Die US-amerikanische Faktenprüfungsorganisation Politifact berichtete, dass das der Musikerin Dolly Parton zugeschriebene Zitat angeblich in einem nicht existierenden Medium namens "The Tennessee Voice" erschienen sei. Auch das Faktencheck-Team von Snopes und Lead Stories widerlegten die Urheberschaft desselben angeblichen Zitats im Fall des US-Sängers Jelly Roll. Sie verwiesen auf das Fehlen jeglicher Medienberichte und den Umstand, dass auf den Social-Media-Kanälen des Sängers, wo die Aussage angeblich veröffentlicht wurde, kein entsprechender Beitrag zu finden ist.

Paul Smith, Kommunikationschef des Red-Bull-Teams, für das Max Verstappen in der Formel 1 fährt, erklärte gegenüber AFP am 2. Juli 2025, die Behauptungen in den Beiträgen seien "vollkommener Unsinn". Er fügte hinzu: "Max hat so etwas nie gesagt."

Falschinformation als Geschäftsmodell 

Die Artikel über Djokovic und andere oben genannte Prominente weisen Merkmale von sogenanntem AI Slop auf – minderwertigem Inhalt, der mithilfe von KI erstellt wurde und häufig zur Monetarisierung verbreitet wird.

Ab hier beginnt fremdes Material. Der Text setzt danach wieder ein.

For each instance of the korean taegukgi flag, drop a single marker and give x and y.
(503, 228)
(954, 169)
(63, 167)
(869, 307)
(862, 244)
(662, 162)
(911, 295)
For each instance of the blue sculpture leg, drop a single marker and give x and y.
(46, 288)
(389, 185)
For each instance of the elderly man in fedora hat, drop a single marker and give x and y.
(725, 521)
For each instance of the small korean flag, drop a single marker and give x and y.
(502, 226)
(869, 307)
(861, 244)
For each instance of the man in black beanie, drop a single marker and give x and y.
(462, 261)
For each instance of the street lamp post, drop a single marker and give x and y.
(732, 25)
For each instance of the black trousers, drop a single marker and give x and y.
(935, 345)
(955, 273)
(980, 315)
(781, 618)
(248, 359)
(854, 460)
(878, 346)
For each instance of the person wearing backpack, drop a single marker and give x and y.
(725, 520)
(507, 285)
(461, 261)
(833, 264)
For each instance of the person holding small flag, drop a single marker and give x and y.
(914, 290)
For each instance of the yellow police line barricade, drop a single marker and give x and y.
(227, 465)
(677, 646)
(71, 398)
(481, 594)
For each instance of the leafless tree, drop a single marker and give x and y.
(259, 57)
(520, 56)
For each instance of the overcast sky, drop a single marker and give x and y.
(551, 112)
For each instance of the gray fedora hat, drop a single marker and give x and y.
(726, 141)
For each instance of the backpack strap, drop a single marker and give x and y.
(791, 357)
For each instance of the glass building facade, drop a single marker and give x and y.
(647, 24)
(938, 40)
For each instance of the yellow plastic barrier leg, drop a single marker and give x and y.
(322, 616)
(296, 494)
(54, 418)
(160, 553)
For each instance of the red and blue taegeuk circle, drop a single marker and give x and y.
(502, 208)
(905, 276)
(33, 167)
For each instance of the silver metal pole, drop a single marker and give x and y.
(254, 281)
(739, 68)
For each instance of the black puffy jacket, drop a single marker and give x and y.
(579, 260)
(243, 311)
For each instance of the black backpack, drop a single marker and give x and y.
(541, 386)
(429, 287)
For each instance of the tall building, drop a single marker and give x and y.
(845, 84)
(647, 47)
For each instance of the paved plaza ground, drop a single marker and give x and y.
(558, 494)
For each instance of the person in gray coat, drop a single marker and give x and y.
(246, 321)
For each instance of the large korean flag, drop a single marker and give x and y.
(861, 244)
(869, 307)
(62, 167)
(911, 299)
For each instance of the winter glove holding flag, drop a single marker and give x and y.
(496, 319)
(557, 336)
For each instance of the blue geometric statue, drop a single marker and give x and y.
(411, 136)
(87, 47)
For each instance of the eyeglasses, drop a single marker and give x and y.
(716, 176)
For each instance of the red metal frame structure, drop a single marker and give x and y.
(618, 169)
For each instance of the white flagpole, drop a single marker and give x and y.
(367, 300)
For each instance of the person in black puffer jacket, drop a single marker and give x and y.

Solcher Inhalt verbreitet sich in letzter Zeit zunehmend auf Plattformen wie Youtube und Tiktok, etwa im Zusammenhang mit dem Prozess gegen den US-amerikanischen Rapper Sean "Diddy" Combs.

Laut Alexios Mantzarlis, Mitbegründer von The Indicator und Direktor der Security, Trust, and Safety Initiative an der Cornell Tech der Cornell Universität, besteht das Hauptziel solcher Websites darin, durch die Teilnahme am Google-Werbesystem Einnahmen zu erzielen. "Das scheint ein klassisches Modell zu sein: billige, provokante Behauptungen in sozialen Medien posten, um Nutzer auf werbeüberladene, minderwertige Websites zu lenken und dadurch schnell Geld zu verdienen", schrieb er in einer E-Mail an AFP am 1. Juli 2025.

Mantzarlis stellte etwa fest, dass die Seite fancy4work[.]com, die etwa die falsche Geschichte über Dolly Parton veröffentlichte, technische Merkmale mit "Dutzenden anderer Websites" gemeinsam hat. "Laut Similarweb stammen rund 80 Prozent des jüngsten Traffics (bis zu 218.000 Aufrufe) dieser Seite aus sozialen Netzwerken", erklärte er.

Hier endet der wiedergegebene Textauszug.